Il trionfo di "Silent Rebellion"
"Silent Rebellion" affronta il percorso di autodeterminazione di una giovane donna che sfida la sua comunità rurale protestante e oppressiva. Il film trasforma il trauma in un catalizzatore per l'emancipazione, mettendo in luce l'ipocrisia morale del villaggio e le ombre persistenti della Seconda Guerra Mondiale. Tim Mangwedi, fondatore e direttore esecutivo del JFF, ha lodato il film per l'unione di "una narrazione avvincente con una cinematografia di grande impatto", assegnandogli l'Nguni Horn per il miglior lungometraggio.
Riconoscimenti e premi
La pellicola, presentata in anteprima nella sezione Venezia Spotlight all'82ª Mostra Internazionale d'Arte Cinematografica di Venezia, ha ottenuto anche il premio per la miglior fotografia, grazie al lavoro del DoP Benoît Dervaux.

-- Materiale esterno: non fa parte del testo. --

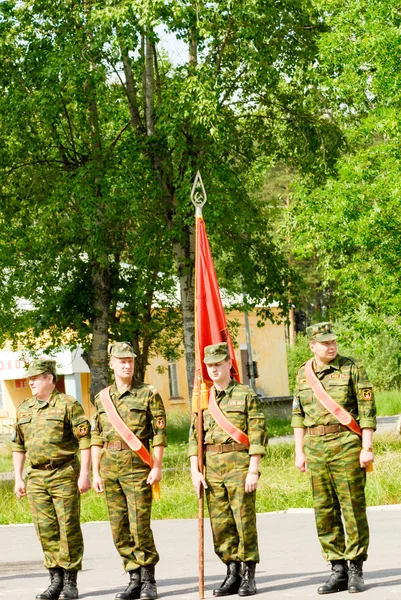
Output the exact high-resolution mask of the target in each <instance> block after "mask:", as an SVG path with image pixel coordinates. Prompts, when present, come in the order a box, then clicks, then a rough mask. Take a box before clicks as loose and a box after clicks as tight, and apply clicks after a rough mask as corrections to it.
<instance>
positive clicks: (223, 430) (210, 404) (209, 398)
mask: <svg viewBox="0 0 401 600" xmlns="http://www.w3.org/2000/svg"><path fill="white" fill-rule="evenodd" d="M208 408H209V412H210V414H211V415H212V417H213V419H214V420H215V421H216V423H217V424H218V425H220V427H221V428H222V429H223V431H225V432H226V433H227V435H229V436H230V437H231V438H233V440H235V441H236V442H238V443H239V444H245V445H246V446H248V448H249V438H248V436H247V435H246V433H244V432H243V431H241V429H238V427H236V426H235V425H233V423H231V421H229V420H228V419H227V417H226V416H225V414H224V413H223V412H222V410H221V409H220V407H219V405H218V404H217V402H216V395H215V393H214V387H213V386H212V387H211V388H210V390H209V406H208Z"/></svg>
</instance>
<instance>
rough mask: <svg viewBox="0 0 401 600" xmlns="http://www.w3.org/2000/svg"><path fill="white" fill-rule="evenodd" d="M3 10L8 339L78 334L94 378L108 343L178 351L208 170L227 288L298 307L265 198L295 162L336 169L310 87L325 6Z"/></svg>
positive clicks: (6, 275) (215, 227) (40, 9)
mask: <svg viewBox="0 0 401 600" xmlns="http://www.w3.org/2000/svg"><path fill="white" fill-rule="evenodd" d="M1 11H2V13H1V19H0V40H1V42H0V58H1V63H2V71H1V74H0V88H1V91H2V93H1V94H0V117H1V118H0V163H1V165H2V172H1V179H0V200H1V210H0V221H1V223H2V226H3V237H2V241H0V272H1V274H2V280H3V285H2V288H1V290H0V308H1V310H2V314H3V315H4V318H3V319H2V324H1V329H0V342H1V340H5V339H6V338H11V339H13V340H14V342H15V343H17V341H19V340H22V341H23V343H24V344H28V345H32V344H33V343H34V342H35V340H36V339H37V337H38V335H40V334H41V333H42V332H44V331H48V332H49V334H50V339H49V348H50V347H52V346H53V347H55V346H57V345H58V344H60V343H61V341H65V337H66V333H68V338H69V341H70V345H71V346H75V345H77V344H78V343H80V344H81V345H83V346H84V347H85V348H86V349H87V350H88V357H89V363H90V365H91V369H92V375H93V377H94V378H97V377H105V374H106V371H107V362H106V345H107V338H108V337H113V338H114V339H123V338H124V339H129V340H131V341H132V342H133V343H134V346H135V350H136V351H137V353H138V355H139V356H138V360H137V368H138V369H139V370H140V372H141V373H140V374H139V375H141V374H143V372H144V369H145V368H146V364H147V362H148V357H149V355H150V354H151V352H152V348H153V349H155V348H157V350H158V352H159V353H162V354H164V355H165V356H166V357H171V356H173V355H174V354H176V353H177V348H178V347H179V343H180V339H181V338H180V333H179V332H178V325H179V319H180V318H181V314H180V312H179V310H178V306H177V301H176V299H175V298H176V279H175V278H178V281H179V284H180V292H181V298H182V302H183V317H184V321H185V322H187V321H188V320H190V317H191V310H192V306H191V303H192V304H193V207H192V205H191V204H190V202H189V194H190V189H191V183H192V181H193V178H194V175H195V173H196V170H197V169H200V170H201V172H202V176H203V179H204V182H205V185H206V189H207V191H208V197H209V202H208V203H207V205H206V206H205V218H206V220H207V222H208V230H209V232H210V238H211V244H212V248H213V252H214V255H215V256H216V257H217V260H216V267H217V269H218V273H219V277H220V280H221V285H222V286H223V287H225V288H226V289H227V291H228V292H229V293H231V294H235V293H238V292H239V291H246V292H247V293H248V295H249V298H251V299H252V301H253V303H254V304H255V305H256V304H259V305H262V306H266V307H268V306H269V304H270V303H271V302H272V301H273V300H274V301H277V302H279V304H280V306H281V307H282V308H283V311H284V312H286V310H287V304H288V289H289V286H290V282H291V281H292V278H291V274H290V270H289V269H288V264H287V260H286V257H285V255H284V254H283V253H282V251H281V248H280V244H279V243H278V241H277V240H276V239H275V236H274V235H273V233H272V229H271V227H270V220H269V211H268V210H267V209H266V207H265V206H264V205H263V203H260V202H257V201H256V200H255V199H254V197H253V196H252V193H251V190H252V189H253V188H254V183H255V177H256V173H257V172H258V171H259V172H260V171H261V169H263V168H265V167H266V165H269V166H270V165H272V164H275V163H276V162H277V161H284V162H286V163H288V164H290V165H292V166H293V167H294V168H297V169H299V172H302V173H307V172H313V173H314V175H315V179H316V180H319V179H321V178H322V177H323V176H324V174H325V173H326V172H327V171H329V170H330V169H331V167H332V165H333V159H334V157H335V156H336V154H337V152H338V146H339V145H341V143H342V142H341V137H342V136H341V134H340V133H339V130H338V128H337V127H336V125H335V124H334V123H333V122H332V121H331V120H329V119H327V118H326V116H325V109H324V107H323V106H322V104H321V102H320V92H318V90H317V89H316V87H314V86H313V85H310V81H311V71H310V69H311V67H312V65H313V64H314V62H315V57H316V50H317V47H316V41H317V38H318V34H319V33H320V32H321V31H323V30H324V23H323V21H322V18H321V16H320V15H319V12H318V11H317V10H316V9H315V8H314V7H313V5H312V4H311V3H310V2H309V1H308V0H296V1H295V2H294V0H291V1H289V0H285V1H284V2H281V3H280V4H279V5H278V4H268V3H266V2H263V1H262V0H253V1H252V2H249V1H248V0H247V1H245V0H240V1H238V2H235V3H233V2H231V0H230V1H229V0H222V1H219V2H198V3H197V5H196V7H195V6H194V5H193V4H188V3H187V2H184V1H182V0H174V1H173V2H170V3H167V4H166V3H165V2H161V1H157V2H154V1H152V2H150V1H148V0H143V1H141V2H136V1H135V2H130V3H126V2H121V1H120V2H106V3H103V4H99V3H87V2H86V3H85V2H74V3H71V2H65V3H51V2H49V1H48V0H46V1H42V2H36V1H34V2H30V3H28V4H27V3H24V2H17V1H15V0H5V1H3V2H2V3H1ZM161 31H165V32H167V33H168V34H169V35H172V36H176V37H177V38H178V39H180V40H181V41H183V42H184V43H185V44H187V46H188V47H189V48H191V53H192V59H191V60H190V61H189V62H188V63H184V64H172V62H171V61H170V60H169V58H168V56H167V52H166V50H164V49H163V48H162V44H161V39H160V38H161V36H162V34H161ZM27 224H29V227H28V226H27ZM10 256H12V261H11V260H10ZM154 306H160V307H161V308H162V309H163V311H162V313H157V311H154V310H153V307H154ZM159 314H161V315H162V316H161V317H160V316H159V317H158V315H159ZM261 316H262V317H264V318H266V317H270V316H271V314H270V311H269V310H268V309H266V310H265V311H264V312H262V314H261ZM189 330H190V327H188V328H186V329H185V335H186V336H187V338H186V340H185V343H186V345H187V348H186V350H187V355H188V356H191V353H192V350H193V348H192V347H191V343H192V340H191V335H192V334H189V333H188V331H189Z"/></svg>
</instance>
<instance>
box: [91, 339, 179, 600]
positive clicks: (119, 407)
mask: <svg viewBox="0 0 401 600" xmlns="http://www.w3.org/2000/svg"><path fill="white" fill-rule="evenodd" d="M110 355H111V356H110V366H111V368H112V369H113V371H114V377H115V383H114V385H113V386H112V387H111V390H110V396H111V399H112V401H113V403H114V405H115V407H116V409H117V411H118V413H119V415H120V417H121V418H122V419H123V421H124V422H125V423H126V425H127V426H128V427H129V429H131V431H132V432H133V433H134V434H135V435H136V436H137V437H138V438H139V439H140V440H141V442H142V443H143V444H144V445H145V446H146V448H147V449H148V450H149V445H150V444H152V446H153V450H154V464H153V468H152V469H150V467H149V466H148V465H147V464H145V463H144V462H143V461H142V459H141V458H140V457H139V456H138V455H137V454H136V453H135V452H133V451H132V450H131V449H130V448H129V446H128V445H127V444H126V442H124V440H123V439H122V438H121V437H120V435H119V434H118V433H117V432H116V431H115V429H114V428H113V426H112V425H111V423H110V421H109V419H108V417H107V414H106V411H105V409H104V407H103V405H102V402H101V400H100V398H99V395H97V396H96V398H95V407H96V415H95V418H94V422H93V424H92V461H93V487H94V489H95V490H96V491H97V492H102V491H103V489H104V491H105V493H106V501H107V507H108V511H109V518H110V525H111V531H112V535H113V540H114V544H115V546H116V548H117V550H118V552H119V554H120V556H121V557H122V559H123V564H124V569H125V570H126V571H127V572H128V573H129V575H130V582H129V585H128V587H127V588H126V590H125V591H123V592H119V593H118V594H117V595H116V599H117V600H132V599H135V598H141V599H142V600H154V599H155V598H157V589H156V582H155V576H154V573H155V564H156V563H157V562H158V560H159V555H158V553H157V550H156V547H155V543H154V540H153V533H152V530H151V528H150V518H151V509H152V488H151V486H152V484H156V483H158V482H159V481H160V480H161V477H162V472H161V469H162V462H163V452H164V447H165V446H167V439H166V414H165V410H164V406H163V402H162V399H161V398H160V396H159V394H158V393H157V390H156V389H155V388H154V387H153V386H151V385H147V384H145V383H140V382H138V381H136V380H135V379H133V374H134V359H135V353H134V351H133V349H132V346H131V345H130V344H128V343H126V342H117V343H115V344H114V345H113V346H112V347H111V352H110ZM99 467H100V471H99Z"/></svg>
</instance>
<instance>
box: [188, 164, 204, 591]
mask: <svg viewBox="0 0 401 600" xmlns="http://www.w3.org/2000/svg"><path fill="white" fill-rule="evenodd" d="M206 197H207V196H206V191H205V188H204V186H203V181H202V177H201V175H200V173H199V171H198V172H197V173H196V177H195V181H194V184H193V186H192V190H191V201H192V204H193V205H194V206H195V209H196V214H195V221H196V219H198V218H201V217H202V207H203V205H204V204H205V202H206ZM195 226H196V230H197V224H196V223H195ZM196 249H197V243H196ZM195 265H196V257H195ZM195 281H196V277H195ZM195 345H196V347H195V355H196V351H197V350H198V359H199V361H200V356H199V348H197V345H198V336H197V323H196V283H195ZM196 367H197V365H196V364H195V371H196V370H197V369H196ZM198 367H199V369H201V368H202V365H201V364H200V363H199V365H198ZM201 383H202V375H201V373H199V374H198V376H197V379H196V387H197V391H198V407H197V408H198V427H197V436H198V469H199V471H200V472H201V473H203V471H204V463H203V410H202V408H201V400H202V397H201ZM204 504H205V503H204V490H203V486H201V490H200V496H199V499H198V588H199V598H201V599H203V598H204V597H205V520H204Z"/></svg>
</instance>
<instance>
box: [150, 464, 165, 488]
mask: <svg viewBox="0 0 401 600" xmlns="http://www.w3.org/2000/svg"><path fill="white" fill-rule="evenodd" d="M161 478H162V470H161V469H160V468H159V467H153V468H152V469H151V470H150V473H149V475H148V478H147V480H146V483H148V484H149V485H154V484H155V483H159V481H161Z"/></svg>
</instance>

Lila Gueneau, attrice protagonista, ha ricevuto una menzione speciale dalla giuria per la sua interpretazione. Parallelamente, il duo sudafricano Jason Jacobs e Devon Delmar ha vinto il premio per il miglior lungometraggio africano con "Variations on a Theme", già vincitore del Tiger Competition a Rotterdam.